Builds a live orderbook from http snapshots from N configurable exchanges and then updates the orderbook through soft real time websocket depth updates. After a update the best ten asks and bids aswell as well as the spread are provided through a grpc server endpoint

Lower Level

IO components: ExchangeStreams, and Quote GRPC Server are ran on seperate tokio runtimes in their own pinned threads.

// todo: reason about the cores here and seek alternative setup -- too much information is being exchanged between cores during real time processing

Orderbook is ran with multiplie threads. One for writing to the book the others for reading it.

Orderbook Structure

// todo -- update my reasoning here ... on why i didn't just use a simple red black tree or the previous initial linked list idea

Configuration

Exchange boots through a config by running ./orderbook-quoter-server --config=$(CONFIG_LOCATION). The amount of exchanges in the exchange array must be equal to the orderbook's exchange_count. Every depth field must be equal in the exchanges and orderbook's depth field should cover the entire expected trading range for the lifetime of this service.

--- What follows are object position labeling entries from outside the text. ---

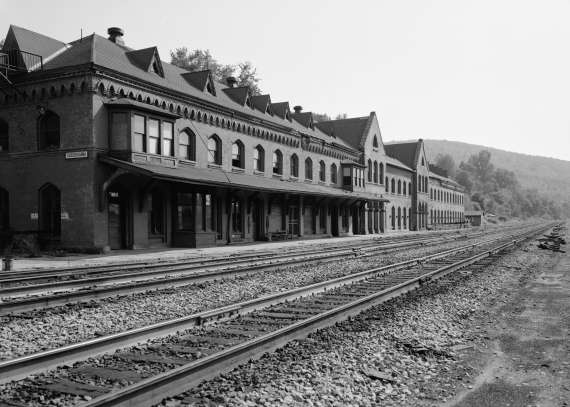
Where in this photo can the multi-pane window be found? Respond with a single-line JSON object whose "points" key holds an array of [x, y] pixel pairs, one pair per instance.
{"points": [[48, 127], [346, 176], [237, 155], [184, 211], [322, 171], [259, 159], [308, 168], [186, 142], [139, 136], [153, 136], [277, 162], [167, 139], [294, 166], [214, 153], [236, 217], [375, 172], [333, 174], [4, 141]]}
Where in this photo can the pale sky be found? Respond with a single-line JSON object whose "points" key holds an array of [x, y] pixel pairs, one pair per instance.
{"points": [[489, 72]]}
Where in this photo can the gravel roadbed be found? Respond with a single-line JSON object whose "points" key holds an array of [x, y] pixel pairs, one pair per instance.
{"points": [[403, 352], [36, 331]]}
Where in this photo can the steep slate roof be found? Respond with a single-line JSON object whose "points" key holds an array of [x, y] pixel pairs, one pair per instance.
{"points": [[404, 152], [238, 95], [260, 102], [351, 130], [281, 109], [198, 79], [99, 51], [32, 42]]}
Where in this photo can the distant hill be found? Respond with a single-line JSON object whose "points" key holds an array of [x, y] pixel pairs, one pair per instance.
{"points": [[550, 176]]}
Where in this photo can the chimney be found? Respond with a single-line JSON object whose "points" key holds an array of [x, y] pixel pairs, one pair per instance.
{"points": [[231, 81], [116, 35]]}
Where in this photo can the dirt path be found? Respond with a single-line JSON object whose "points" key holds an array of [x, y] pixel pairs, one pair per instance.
{"points": [[525, 359]]}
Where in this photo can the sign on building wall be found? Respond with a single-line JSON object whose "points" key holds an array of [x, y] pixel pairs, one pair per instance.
{"points": [[75, 154]]}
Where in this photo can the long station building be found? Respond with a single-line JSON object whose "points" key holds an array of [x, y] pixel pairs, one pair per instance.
{"points": [[107, 147]]}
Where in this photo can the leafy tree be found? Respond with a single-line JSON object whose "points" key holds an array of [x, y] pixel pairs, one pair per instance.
{"points": [[446, 162], [321, 117], [199, 60], [497, 190]]}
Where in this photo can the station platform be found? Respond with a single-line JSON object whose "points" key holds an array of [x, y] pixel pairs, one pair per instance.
{"points": [[147, 256]]}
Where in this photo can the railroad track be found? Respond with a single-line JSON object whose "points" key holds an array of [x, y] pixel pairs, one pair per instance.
{"points": [[204, 344], [17, 299]]}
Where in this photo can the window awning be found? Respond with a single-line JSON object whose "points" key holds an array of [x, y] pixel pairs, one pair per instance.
{"points": [[216, 177]]}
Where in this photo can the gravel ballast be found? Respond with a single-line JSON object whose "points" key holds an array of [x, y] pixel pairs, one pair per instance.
{"points": [[36, 331], [400, 353]]}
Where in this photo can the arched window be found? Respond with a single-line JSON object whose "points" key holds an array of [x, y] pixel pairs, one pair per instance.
{"points": [[50, 211], [4, 210], [214, 150], [4, 140], [294, 166], [375, 172], [48, 131], [334, 170], [308, 168], [259, 158], [277, 163], [237, 154], [167, 139], [187, 145]]}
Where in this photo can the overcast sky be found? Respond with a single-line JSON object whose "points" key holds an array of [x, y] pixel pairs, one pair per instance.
{"points": [[488, 72]]}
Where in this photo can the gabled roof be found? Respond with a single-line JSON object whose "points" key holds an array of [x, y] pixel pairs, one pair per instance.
{"points": [[238, 95], [404, 152], [146, 59], [281, 109], [101, 52], [352, 130], [261, 102], [304, 118], [32, 42]]}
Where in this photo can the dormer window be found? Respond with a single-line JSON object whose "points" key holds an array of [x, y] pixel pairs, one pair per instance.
{"points": [[155, 68], [210, 88]]}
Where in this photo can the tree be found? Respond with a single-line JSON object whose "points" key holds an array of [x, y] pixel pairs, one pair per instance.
{"points": [[199, 60], [321, 117], [447, 163]]}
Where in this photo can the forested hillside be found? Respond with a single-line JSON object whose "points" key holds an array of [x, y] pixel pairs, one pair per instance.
{"points": [[549, 176]]}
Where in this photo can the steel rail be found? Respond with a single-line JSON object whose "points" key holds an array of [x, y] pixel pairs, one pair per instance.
{"points": [[170, 280], [24, 366], [23, 275], [153, 390], [167, 270]]}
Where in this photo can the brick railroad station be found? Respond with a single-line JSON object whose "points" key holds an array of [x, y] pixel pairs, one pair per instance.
{"points": [[107, 147]]}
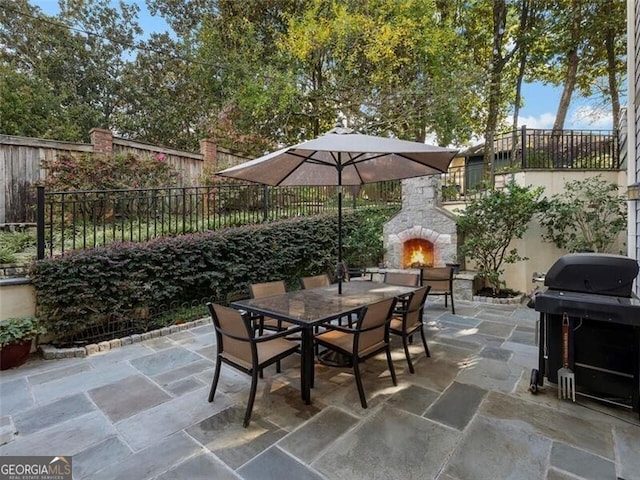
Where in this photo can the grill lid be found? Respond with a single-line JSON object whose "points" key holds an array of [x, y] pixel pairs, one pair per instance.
{"points": [[599, 273]]}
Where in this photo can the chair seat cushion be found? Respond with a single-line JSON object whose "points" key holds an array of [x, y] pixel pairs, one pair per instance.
{"points": [[396, 325], [266, 351], [344, 341]]}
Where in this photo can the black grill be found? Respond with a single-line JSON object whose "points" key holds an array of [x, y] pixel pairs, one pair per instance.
{"points": [[595, 292]]}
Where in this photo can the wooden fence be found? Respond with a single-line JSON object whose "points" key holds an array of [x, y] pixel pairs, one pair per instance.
{"points": [[21, 159]]}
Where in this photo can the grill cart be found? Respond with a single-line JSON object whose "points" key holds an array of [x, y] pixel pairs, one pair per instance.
{"points": [[594, 291]]}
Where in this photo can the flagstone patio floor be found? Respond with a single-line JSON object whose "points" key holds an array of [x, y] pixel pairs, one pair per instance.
{"points": [[140, 412]]}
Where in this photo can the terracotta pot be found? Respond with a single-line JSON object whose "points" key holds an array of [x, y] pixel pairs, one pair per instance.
{"points": [[14, 355]]}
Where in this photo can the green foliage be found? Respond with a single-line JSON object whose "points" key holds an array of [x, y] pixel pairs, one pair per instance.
{"points": [[491, 220], [15, 330], [84, 289], [589, 215], [14, 243], [108, 172], [363, 243]]}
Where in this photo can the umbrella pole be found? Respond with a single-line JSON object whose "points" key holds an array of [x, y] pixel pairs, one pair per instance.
{"points": [[340, 267]]}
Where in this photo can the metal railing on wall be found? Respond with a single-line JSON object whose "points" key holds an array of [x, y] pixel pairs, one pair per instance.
{"points": [[74, 220], [533, 149]]}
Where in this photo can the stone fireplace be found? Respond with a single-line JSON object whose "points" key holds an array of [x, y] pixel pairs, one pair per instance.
{"points": [[422, 233]]}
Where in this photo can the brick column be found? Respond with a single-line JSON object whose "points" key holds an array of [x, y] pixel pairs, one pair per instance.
{"points": [[102, 140], [209, 151]]}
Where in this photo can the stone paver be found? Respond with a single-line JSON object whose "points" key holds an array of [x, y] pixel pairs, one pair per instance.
{"points": [[126, 397], [457, 405], [140, 412], [410, 447], [493, 449], [308, 441], [581, 463], [41, 417]]}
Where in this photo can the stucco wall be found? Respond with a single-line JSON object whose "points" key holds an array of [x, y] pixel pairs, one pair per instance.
{"points": [[542, 254]]}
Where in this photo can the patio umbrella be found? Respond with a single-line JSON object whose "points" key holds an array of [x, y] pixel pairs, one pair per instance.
{"points": [[343, 157]]}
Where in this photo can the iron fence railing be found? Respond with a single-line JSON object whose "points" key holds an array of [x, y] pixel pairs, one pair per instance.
{"points": [[73, 220], [533, 149]]}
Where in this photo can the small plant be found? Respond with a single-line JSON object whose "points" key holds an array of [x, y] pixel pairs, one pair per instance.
{"points": [[7, 256], [490, 222], [17, 330], [15, 245]]}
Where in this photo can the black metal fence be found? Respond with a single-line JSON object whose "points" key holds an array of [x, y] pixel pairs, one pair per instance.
{"points": [[534, 149], [73, 220]]}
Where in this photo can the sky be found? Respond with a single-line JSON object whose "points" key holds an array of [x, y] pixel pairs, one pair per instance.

The larger expected volatility the higher the orderbook's depth needs to be.

exchanges:
  - client_name: "binance_usa_1"
    exchange_name: 0
    snapshot_enabled: true
    http_client: true
    snapshot_uri: "http://localhost:5000"
    ws_uri: "wss://localhost:5001"
    ws_poll_rate_milliseconds: 99
    ws_presequenced_depth_buffer: 4000,
    depth: 5000
    buffer_size: 6000
- client_name: "binance_usa_2"
    exchange_name: 1
    snapshot_enabled: true
    http_client: true
    snapshot_uri: "http://localhost:6000"
    ws_uri: "wss://localhost:6001"
    ws_poll_rate_milliseconds: 99
    ws_presequenced_depth_buffer: 4000,
    depth: 5000
    buffer_size: 6000
orderbook:
  exchange_count: 2
  depth: 5000
  tick_size: 0.01
  mid_price: 2700
  ticker: "BTCUSDT"
  ring_buffer:
    ring_buffer_size: 1024
    channel_buffer_size: 512
grpc_server:
  host_uri: "127.0.0.1:5000"

Building

Builds are done through the build script (build.rs). The script reads the config file and runs procedural macros on the code base. The config file's "orderbook.exchange_count" and exchange's exchange array length must be equal or the build script will fail.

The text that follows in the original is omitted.